Malgré tous les efforts déployés pour que la police de Nashville dispose de son propre laboratoire, celle-ci n’était pas équipée pour ce genre d’analyses. Baldwin leur avait épargné à toutes les deux un sérieux casse-tête.
— Tu as d’autres infos pouvant m’intéresser ?
— Pas vraiment, Taylor. On ne recevra les résultats d’analyses que dans quarante-huit heures. La cause du décès est sans le moindre doute la strangulation à mains nues. Pour le reste, il faudra attendre après-demain. Baldwin t’a parlé du dossier ?
— Il a l’air de penser que ce meurtre est l’œuvre d’un tueur en série que le FBI a surnommé l’Etrangleur du Sud. Au vu du mode opératoire, Jessica Porter serait sa troisième victime.
Elle s’interrompit un instant, songeuse, et reprit :
— Je me demande ce qu’il fabrique avec les mains qu’il prélève… Et pourquoi il en laisse une traîner à l’endroit où il dépose les corps de ses victimes.
Sam sourit.
— C’est sans doute un acrotomophile.
Taylor fronça les sourcils.
— Merde, qu’est-ce que ça veut dire, ça ? Ça a l’air dégoûtant.

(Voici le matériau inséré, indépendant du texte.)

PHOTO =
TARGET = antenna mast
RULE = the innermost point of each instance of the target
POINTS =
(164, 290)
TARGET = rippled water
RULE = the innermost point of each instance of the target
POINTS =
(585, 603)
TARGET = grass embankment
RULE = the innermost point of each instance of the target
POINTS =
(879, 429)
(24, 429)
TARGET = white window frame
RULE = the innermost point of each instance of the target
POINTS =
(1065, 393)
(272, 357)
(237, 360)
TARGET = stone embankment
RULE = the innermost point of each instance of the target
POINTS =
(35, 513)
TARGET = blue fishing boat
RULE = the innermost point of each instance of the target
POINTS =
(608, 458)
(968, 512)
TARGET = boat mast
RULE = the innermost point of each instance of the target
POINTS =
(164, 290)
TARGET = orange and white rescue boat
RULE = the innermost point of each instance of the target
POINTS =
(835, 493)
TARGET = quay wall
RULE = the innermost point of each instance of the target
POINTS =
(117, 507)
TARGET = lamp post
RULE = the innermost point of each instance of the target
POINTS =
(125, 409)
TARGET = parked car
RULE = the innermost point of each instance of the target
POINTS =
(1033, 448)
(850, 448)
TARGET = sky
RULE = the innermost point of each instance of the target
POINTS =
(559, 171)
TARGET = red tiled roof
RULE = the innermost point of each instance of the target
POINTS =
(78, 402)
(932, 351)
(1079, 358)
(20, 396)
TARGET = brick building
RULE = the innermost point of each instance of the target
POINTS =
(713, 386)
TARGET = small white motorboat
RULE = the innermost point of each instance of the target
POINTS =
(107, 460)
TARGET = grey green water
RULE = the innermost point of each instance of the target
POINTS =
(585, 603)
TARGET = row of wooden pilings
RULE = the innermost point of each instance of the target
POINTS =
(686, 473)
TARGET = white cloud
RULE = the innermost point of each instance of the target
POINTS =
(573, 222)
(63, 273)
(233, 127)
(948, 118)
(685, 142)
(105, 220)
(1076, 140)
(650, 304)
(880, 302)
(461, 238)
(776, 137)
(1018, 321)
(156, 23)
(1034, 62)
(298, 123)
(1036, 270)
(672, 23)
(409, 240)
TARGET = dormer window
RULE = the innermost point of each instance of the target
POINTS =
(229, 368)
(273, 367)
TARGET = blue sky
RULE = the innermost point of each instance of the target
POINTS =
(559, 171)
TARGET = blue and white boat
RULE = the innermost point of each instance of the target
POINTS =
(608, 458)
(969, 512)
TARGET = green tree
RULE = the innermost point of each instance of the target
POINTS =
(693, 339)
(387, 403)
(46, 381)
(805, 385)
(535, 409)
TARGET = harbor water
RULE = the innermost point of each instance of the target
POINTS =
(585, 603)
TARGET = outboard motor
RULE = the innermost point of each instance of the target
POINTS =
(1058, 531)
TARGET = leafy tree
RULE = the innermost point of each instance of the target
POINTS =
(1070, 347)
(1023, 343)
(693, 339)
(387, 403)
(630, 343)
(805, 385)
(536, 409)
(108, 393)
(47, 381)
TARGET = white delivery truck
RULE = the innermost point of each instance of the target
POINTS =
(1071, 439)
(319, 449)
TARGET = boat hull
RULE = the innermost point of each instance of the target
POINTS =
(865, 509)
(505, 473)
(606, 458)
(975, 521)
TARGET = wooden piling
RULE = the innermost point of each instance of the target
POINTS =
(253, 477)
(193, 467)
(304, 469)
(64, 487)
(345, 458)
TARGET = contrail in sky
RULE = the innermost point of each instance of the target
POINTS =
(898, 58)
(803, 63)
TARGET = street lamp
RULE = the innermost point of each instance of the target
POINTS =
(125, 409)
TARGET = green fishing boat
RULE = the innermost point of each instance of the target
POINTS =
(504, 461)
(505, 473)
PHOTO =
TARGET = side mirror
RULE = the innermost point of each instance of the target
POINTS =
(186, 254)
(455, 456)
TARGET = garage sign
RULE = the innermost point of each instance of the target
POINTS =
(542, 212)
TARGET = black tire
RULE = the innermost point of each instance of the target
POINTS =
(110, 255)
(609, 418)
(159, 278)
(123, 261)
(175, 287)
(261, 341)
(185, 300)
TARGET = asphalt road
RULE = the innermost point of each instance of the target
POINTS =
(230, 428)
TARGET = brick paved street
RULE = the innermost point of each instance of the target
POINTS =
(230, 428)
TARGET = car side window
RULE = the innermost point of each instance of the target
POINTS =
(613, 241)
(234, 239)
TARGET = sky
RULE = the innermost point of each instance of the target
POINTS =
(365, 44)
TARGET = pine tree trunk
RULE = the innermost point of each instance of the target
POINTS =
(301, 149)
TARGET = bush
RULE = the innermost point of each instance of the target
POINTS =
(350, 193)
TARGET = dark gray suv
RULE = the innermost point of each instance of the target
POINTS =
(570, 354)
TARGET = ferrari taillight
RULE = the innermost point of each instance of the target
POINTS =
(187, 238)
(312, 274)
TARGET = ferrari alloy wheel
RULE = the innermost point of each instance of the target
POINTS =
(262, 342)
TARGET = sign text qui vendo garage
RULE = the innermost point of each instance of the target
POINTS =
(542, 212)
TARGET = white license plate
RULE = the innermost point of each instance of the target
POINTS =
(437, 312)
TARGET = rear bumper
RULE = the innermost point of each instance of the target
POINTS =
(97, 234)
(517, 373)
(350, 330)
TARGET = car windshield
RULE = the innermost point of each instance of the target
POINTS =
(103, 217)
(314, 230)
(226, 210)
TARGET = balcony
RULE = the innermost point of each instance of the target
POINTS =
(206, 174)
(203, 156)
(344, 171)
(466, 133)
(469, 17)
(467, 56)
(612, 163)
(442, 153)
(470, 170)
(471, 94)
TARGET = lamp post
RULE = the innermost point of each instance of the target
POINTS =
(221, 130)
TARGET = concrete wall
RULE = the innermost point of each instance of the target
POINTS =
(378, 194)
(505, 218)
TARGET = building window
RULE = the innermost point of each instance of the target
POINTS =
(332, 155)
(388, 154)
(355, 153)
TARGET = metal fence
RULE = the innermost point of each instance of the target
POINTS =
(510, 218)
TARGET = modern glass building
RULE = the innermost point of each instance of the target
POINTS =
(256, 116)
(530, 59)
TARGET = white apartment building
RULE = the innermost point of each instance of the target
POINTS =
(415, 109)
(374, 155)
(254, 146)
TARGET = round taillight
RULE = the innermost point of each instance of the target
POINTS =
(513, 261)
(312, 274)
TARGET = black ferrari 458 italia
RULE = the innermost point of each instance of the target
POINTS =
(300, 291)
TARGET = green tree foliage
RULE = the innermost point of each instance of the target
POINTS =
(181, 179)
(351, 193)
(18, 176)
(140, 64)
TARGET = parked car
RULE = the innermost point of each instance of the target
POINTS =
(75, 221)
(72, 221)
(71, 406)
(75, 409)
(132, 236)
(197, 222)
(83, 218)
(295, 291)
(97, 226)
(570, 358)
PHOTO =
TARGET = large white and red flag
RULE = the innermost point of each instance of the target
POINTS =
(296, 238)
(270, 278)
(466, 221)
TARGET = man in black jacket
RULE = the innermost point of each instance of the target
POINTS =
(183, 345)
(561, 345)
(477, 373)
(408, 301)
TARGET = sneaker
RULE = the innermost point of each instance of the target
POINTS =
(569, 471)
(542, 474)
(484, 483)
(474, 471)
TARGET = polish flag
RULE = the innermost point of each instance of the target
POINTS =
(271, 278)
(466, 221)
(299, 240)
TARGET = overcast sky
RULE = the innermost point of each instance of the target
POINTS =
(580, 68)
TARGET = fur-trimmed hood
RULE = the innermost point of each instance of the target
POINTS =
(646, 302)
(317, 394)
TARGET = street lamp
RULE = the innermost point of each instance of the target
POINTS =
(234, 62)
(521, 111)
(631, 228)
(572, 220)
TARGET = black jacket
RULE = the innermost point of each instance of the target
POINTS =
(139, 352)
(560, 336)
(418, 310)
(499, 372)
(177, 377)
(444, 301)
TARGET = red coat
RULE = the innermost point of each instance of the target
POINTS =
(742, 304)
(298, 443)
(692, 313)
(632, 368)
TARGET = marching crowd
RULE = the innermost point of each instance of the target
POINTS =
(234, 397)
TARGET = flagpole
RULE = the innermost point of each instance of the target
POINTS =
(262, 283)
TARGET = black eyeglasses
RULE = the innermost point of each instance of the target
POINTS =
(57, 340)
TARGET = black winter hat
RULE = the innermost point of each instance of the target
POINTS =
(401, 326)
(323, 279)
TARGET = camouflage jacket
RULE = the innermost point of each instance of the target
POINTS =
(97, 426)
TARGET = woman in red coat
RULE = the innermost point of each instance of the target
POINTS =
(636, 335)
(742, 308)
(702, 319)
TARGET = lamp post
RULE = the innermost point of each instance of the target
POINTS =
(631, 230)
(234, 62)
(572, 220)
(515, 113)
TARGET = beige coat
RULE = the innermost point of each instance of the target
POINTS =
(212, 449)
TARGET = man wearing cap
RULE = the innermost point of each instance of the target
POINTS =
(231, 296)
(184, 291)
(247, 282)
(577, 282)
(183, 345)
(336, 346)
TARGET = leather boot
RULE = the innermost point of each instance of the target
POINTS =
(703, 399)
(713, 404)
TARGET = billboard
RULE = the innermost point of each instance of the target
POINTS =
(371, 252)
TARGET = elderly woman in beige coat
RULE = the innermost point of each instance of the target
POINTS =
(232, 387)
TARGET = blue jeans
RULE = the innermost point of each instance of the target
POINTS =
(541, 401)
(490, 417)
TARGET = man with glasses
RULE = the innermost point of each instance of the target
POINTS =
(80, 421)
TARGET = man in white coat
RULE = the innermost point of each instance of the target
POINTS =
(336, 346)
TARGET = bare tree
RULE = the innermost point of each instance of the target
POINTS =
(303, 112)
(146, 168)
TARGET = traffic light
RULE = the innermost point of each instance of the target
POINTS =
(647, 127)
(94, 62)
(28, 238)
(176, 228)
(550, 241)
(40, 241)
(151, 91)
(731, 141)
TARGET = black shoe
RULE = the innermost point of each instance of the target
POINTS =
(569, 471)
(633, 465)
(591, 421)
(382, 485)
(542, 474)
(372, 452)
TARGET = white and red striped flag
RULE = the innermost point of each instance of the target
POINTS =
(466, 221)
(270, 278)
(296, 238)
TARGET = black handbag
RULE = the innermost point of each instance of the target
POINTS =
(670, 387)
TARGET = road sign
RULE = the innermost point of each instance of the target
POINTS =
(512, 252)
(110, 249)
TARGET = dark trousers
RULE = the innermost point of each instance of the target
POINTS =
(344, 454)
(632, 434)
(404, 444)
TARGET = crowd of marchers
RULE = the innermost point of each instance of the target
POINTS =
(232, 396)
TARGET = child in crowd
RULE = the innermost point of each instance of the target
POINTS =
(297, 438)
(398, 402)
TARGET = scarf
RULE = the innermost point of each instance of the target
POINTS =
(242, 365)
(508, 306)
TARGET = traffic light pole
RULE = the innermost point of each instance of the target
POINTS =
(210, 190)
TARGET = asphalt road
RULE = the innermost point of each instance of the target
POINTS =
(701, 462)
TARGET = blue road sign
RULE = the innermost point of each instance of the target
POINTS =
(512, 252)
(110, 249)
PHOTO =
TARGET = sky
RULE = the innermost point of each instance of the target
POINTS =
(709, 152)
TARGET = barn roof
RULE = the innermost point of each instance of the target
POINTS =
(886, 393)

— Ça veut dire qu’il est sexuellement attiré par les femmes amputées.
— Oh ! Sam, c’est vraiment…
— Du calme, ce n’était qu’une plaisanterie. La main qu’on a retrouvée hier n’avait pas atteint le niveau de décomposition d’un membre sectionné depuis un mois. Il faut donc penser qu’elle a été congelée. Là aussi, les analyses sont en cours. Allez, sortons d’ici et allons manger un morceau. Je suis affamée.
Elles prirent leur petit déjeuner en échangeant quelques potins, tout en évitant d’évoquer l’affaire. Sam était enceinte et parlait avec exubérance de la naissance imminente de son premier enfant. Leurs conversations, ces derniers temps, tournaient toutes autour du petit être qu’abritaient les entrailles de Sam. Lorsqu’elles eurent achevé pour la énième fois de passer en revue les prénoms possibles, Taylor déposa Sam à son bureau et regagna le sien.
Lincoln avait rassemblé les informations concernant les meurtres précédents, et qui lui venaient forcément de Baldwin, car les photos qu’il avait trouvées étaient des copies estampillées FBI en bas à droite. Le dossier attendait Taylor sur son bureau et elle se mit à l’étudier.
Il ne contenait guère plus d’éléments que ceux que Baldwin lui avait déjà révélés. Le premier meurtre, celui de Susan Palmer, avait eu lieu le 27 avril. Dès que sa disparition avait été signalée, les policiers s’étaient précipités chez elle et avaient découvert une réplique presque identique de ce que Taylor avait vu dans l’appartement de Shauna Davidson. Il n’y avait aucune trace d’effraction, et tous les indices étaient concentrés dans la chambre à coucher. Taylor examina la photo, le lit défait, les taches de sang de part et d’autre du matelas. Les analyses avaient confirmé qu’il s’agissait du sang de Susan Palmer, et on avait trouvé des fibres provenant d’une corde fabriquée industriellement et vendue sous une marque très répandue. Les photos de l’endroit où on avait retrouvé son corps avaient aussi, sinistrement, quelque chose de familier. L’herbe haute dissimulait le cadavre sur les premiers clichés. Des photos en gros plan de ses bras mutilés étaient accompagnées d’agrandissements détaillant les blessures subies. Elle ne put s’empêcher de songer que le photographe gaspillait son talent en travaillant pour la police, tant était impressionnante son habileté à rendre toute l’horreur de la scène.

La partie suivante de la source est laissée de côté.